In this centenary year of the First World War, Sebastian Faulks finds it ironic and fitting that his novel Birdsong has come of age. It’s hard to believe it’s been 21 years since it’s publication. Faulks began thinking about writing the novel around the 70th anniversary of the armistice, and found there to be much less to draw upon in the way of other fiction at the time. He confessed that he wrote it at a time that the events of the First World War seemed to have fallen out of public thought and memory.
He then read from the chapters of Birdsong, ‘July 1st 1916’, which was set at what would later be called the battle of the Somme. His comprehensive research included examining documents at the Imperial War Museum and accompanying WW1 veterans to French battlefields. It was humbling to hear how one of them recounted to Faulks how he’d witnessed his best friend blown to pieces, then how he collected up as many pieces as he could find of him and buried them, next to a tree with a simple wooden cross.
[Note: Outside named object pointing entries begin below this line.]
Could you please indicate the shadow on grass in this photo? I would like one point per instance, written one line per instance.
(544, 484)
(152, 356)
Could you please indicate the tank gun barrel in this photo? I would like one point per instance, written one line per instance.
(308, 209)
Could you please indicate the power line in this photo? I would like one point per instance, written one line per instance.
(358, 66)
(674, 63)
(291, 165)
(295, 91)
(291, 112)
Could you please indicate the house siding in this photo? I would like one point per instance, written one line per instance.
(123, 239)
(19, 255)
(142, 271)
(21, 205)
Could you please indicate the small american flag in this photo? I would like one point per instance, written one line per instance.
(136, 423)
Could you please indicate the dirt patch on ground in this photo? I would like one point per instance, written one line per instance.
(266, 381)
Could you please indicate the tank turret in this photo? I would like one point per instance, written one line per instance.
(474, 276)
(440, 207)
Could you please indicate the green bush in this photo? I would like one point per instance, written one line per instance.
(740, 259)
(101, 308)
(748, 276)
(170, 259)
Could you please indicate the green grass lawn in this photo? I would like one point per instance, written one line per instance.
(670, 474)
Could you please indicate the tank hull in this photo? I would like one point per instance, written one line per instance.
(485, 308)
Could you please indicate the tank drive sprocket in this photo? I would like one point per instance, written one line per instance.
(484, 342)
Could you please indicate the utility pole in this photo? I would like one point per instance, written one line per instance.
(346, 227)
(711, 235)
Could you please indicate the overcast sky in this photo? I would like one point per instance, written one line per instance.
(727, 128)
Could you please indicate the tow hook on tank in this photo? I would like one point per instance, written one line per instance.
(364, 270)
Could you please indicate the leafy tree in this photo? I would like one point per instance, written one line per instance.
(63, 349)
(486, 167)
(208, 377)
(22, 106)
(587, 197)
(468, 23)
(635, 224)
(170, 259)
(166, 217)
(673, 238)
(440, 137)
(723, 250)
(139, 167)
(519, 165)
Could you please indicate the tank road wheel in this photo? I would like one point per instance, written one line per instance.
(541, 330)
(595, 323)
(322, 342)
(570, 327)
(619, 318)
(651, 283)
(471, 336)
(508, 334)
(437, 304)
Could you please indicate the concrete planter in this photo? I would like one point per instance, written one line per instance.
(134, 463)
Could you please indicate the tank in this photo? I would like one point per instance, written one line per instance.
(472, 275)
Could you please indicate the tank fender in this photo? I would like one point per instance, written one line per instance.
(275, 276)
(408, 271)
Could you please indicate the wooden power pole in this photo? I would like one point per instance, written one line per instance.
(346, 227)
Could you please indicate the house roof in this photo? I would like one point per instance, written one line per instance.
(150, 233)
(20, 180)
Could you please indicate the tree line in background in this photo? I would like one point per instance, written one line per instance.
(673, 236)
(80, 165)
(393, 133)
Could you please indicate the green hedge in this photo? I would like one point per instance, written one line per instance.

They found, on that poignant and enlightening trip that someone had located the makeshift grave, and given the soldier a proper burial, complete with gravestone.
One of the questions Faulks kept asking himself, was “why did they keep on doing it?” One answer may have been that their reality existed alongside their comrades in the trenches, rather than being at home where they found it impossible to talk about, nor live a normal life.
One audience member thanked him for “bringing to life to what happened” in a way that doesn’t happen dry history books. Faulks concluded that one reason for why so little fiction existed after the war that explored the subject, was that the few writers that had been there perhaps found it too raw and far too early to talk about it.